Example Workflow: A software development team uses an MCP server to connect Claude to their GitHub repository, CI/CD logs, and bug tracking system. When a developer asks “What tests failed in the last deployment?”, Claude queries the MCP server, retrieves the relevant logs, and explains exactly which tests broke and why.
Building Your First MCP Server
Building an MCP server is straightforward.
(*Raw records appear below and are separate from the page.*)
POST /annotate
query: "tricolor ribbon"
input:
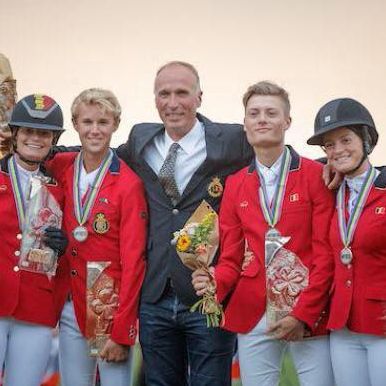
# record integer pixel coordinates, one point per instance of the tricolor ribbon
(272, 211)
(347, 229)
(83, 210)
(17, 191)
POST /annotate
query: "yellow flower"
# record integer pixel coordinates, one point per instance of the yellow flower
(183, 243)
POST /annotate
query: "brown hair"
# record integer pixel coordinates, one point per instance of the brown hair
(187, 65)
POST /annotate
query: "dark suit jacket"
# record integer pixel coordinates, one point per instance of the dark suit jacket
(227, 152)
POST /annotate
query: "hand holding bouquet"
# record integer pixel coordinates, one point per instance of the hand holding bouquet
(196, 245)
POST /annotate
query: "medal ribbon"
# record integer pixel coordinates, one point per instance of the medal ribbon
(347, 229)
(17, 191)
(83, 210)
(272, 213)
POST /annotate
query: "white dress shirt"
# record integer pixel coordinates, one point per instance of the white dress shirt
(25, 181)
(270, 175)
(190, 156)
(355, 185)
(86, 179)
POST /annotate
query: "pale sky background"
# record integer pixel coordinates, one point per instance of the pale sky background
(317, 49)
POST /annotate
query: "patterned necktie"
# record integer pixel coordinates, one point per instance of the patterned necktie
(166, 174)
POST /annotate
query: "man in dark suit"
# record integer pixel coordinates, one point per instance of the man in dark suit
(178, 348)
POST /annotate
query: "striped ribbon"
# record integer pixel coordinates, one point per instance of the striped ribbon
(17, 191)
(83, 210)
(347, 229)
(272, 212)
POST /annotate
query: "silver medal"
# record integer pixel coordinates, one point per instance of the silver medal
(80, 233)
(273, 242)
(346, 256)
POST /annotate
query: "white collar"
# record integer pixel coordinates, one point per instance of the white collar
(275, 168)
(189, 141)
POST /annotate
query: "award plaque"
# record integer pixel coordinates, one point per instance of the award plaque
(286, 277)
(102, 302)
(43, 211)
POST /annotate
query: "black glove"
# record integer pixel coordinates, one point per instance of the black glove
(56, 239)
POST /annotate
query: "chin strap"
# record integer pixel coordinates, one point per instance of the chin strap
(364, 158)
(28, 161)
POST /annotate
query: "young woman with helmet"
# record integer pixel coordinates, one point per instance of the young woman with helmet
(346, 131)
(30, 302)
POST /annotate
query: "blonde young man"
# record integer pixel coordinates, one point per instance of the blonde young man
(105, 215)
(279, 200)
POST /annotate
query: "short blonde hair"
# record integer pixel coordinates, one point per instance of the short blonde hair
(100, 97)
(267, 88)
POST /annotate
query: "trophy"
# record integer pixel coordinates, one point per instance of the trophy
(102, 303)
(43, 211)
(286, 277)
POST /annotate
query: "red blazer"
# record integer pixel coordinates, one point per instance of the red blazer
(359, 289)
(306, 215)
(121, 200)
(26, 296)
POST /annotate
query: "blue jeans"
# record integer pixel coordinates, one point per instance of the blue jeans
(179, 349)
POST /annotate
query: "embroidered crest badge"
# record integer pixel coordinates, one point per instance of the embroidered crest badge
(215, 187)
(100, 224)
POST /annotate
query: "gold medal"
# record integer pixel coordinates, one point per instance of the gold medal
(100, 224)
(215, 188)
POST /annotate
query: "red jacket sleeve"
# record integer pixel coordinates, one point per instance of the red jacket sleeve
(314, 299)
(232, 244)
(133, 230)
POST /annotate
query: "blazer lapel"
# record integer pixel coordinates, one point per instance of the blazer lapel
(292, 176)
(214, 150)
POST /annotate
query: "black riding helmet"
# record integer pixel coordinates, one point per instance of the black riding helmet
(344, 112)
(37, 111)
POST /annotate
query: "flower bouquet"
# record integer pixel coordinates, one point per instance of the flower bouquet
(196, 244)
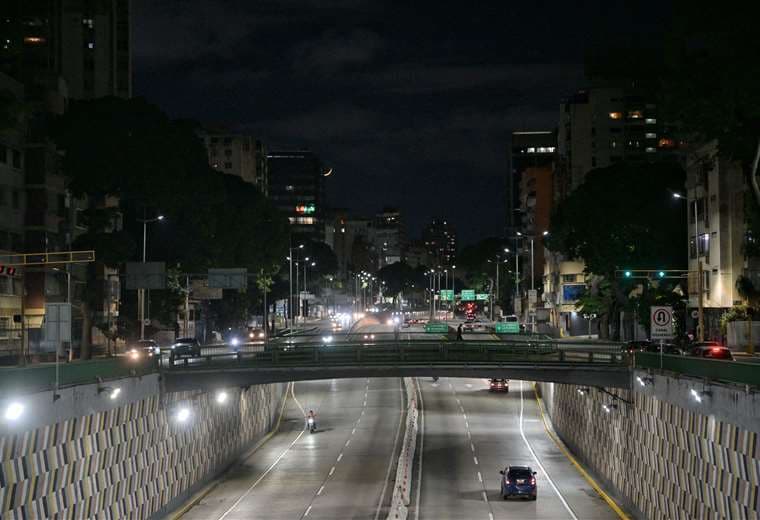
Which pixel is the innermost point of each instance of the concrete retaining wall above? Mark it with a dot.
(663, 454)
(86, 456)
Here’s a practical example of a simple server that exposes tools for weather data and database queries:
const Anthropic = require('@anthropic-ai/sdk');
const { Server } = require('@modelcontextprotocol/sdk/server/stdio');
const { StdioServerTransport } = require('@modelcontextprotocol/sdk/server/stdio');
const server = new Server({
name: 'data-tools',
version: '1.0.0'
});
// Register a tool: weather lookup
server.setRequestHandler('tools/list', async () => {
return {
tools: [
{
name: 'get_weather',
description: 'Get current weather for a location',
inputSchema: {
type: 'object',
properties: {
location: {
type: 'string',
description: 'City name or coordinates'
}
},
required: ['location']
}
},
{
name: 'query_database',
description: 'Execute a SELECT query against the data warehouse',
inputSchema: {
type: 'object',
properties: {
query: {
type: 'string',
description: 'SQL SELECT query'
}
},
required: ['query']
}
}
]
};
});
// Implement tool execution
server.setRequestHandler('tools/call', async (request) => {
const { name, arguments: args } = request;
if (name === 'get_weather') {
// Call your weather API
const response = await fetch(
`https://api.weather.example.com/current?location=${args.location}`
);
return {
content: [
{
type: 'text',
text: JSON.stringify(await response.json())
}
]
};
}
if (name === 'query_database') {
// Execute database query
const result = await db.query(args.query);
return {
content: [
{
type: 'text',
text: JSON.stringify(result.rows)
}
]
};
}
return { content: [{ type: 'text', text: 'Tool not found' }] };
});
// Start the server
const transport = new StdioServerTransport();
server.connect(transport);Try This Now: A Practical Workflow
Scenario: You want Claude to answer questions about your company’s product database.
Step 1: Create a simple MCP server that exposes one tool: search_products. This tool accepts a query parameter and returns matching products from your database.
Step 2: Start the MCP server locally or deploy it to your infrastructure.
Step 3: Configure Claude (or your AI client) to connect to this MCP server.
Step 4: Test with a prompt: “What products do we have in the ‘electronics’ category that cost less than $200?”
What happens: Claude recognizes it needs product data, calls your search_products tool via MCP, receives the results, and answers your question with current, accurate information.
This entire integration took minutes instead of hours because you didn’t need to build custom API authentication, error handling, or response parsing—MCP handles the standardized protocol layer for you.
Key Considerations and Best Practices
Security: Always validate and sanitize inputs passed to MCP tools. If you expose a database query tool like in our example, implement proper SQL injection prevention and query validation.
Rate Limiting: Add rate limiting to your MCP servers to prevent abuse. External tools shouldn’t be called infinitely.
Error Handling: Return meaningful error messages when tools fail. This helps Claude understand what went wrong and recover gracefully.
Documentation: Write clear descriptions for each tool you expose. The better you describe what a tool does and what inputs it expects, the more effectively Claude will use it.